I have created a AWS glue job which executes successfully. However, I am unable to put any custom logging inside the job.

How can I create a log file in AWS S3 bucket so that I can keep a track of the everyday job execution?

Currently, when my job executes it creates the default logs (i.e. spark logs) and I can see it in AWS cloud watch. What is best practice for logging events in AWS glue?

1
please be specific what information you cant to show in cloud watch i will suggest a solution according to thatvarnit
I agree to the point that by mentioning print or logger statements we can log all the events in cloud watch.But the issue is that the cloud watch logs become too big to find out the root cause of the failure.Hence thinking of a creating a custom log to create in S3 bucket so that the spark logs goes to the cloud watch and the custom logs gets created in S3 bucket.trp
ya you can do that just create a cloudwatch event to watch aws glue job and then store the logs by executing your custom code through aws lambda is that what you want ?varnit
Yes @varnit.I am very new to AWS.Can you please elaborate or provide me any link which would be helpful?trp
Errors are logged separately by cloud watch which is not bulky like the default log.

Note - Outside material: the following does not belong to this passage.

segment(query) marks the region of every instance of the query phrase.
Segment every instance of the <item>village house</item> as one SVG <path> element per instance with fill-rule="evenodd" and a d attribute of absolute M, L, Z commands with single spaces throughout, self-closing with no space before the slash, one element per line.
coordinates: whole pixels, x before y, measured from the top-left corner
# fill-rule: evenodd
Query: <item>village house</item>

Make sure you are logging correctly.Abraham

1 Answers

3
votes

Best-practice logging

AWS Glue is designed to best log via CloudWatch (see this documentation for details). Since your logs are getting too big to identify the root cause, and there's no event to hook in CloudWatch that'd line up with @varnit's suggestion, we can do the next-best thing: create a CloudWatch dashboard with a query pulling a filtered version of your logs.

Create a custom dashboard

On the CloudWatch console, navigate to "Dashboards" and select "Create dashboard". Name it something meaningful (e.g., "glue-custom-logs"). Continuing, we'll add and configure a "Query results" widget. Choose your log stream, likely "/aws-glue/jobs/error" if you went with the defaults, and note that Glue defaults to the error stream if you're using normal python prints. Choose a sane window of time for your lookback so your results are somewhat pre-filtered.

If you have a unique identifier in your custom log messages, such as "glue-custom-log", we can now easily write a query filtering the results:

fields @timestamp, @message
| filter @message like 'glue-custom-log'
| sort @timestamp desc

Save the widget, save the dashboard, and you now have an easy-access pre-filtered log in CloudWatch for your custom logging needs.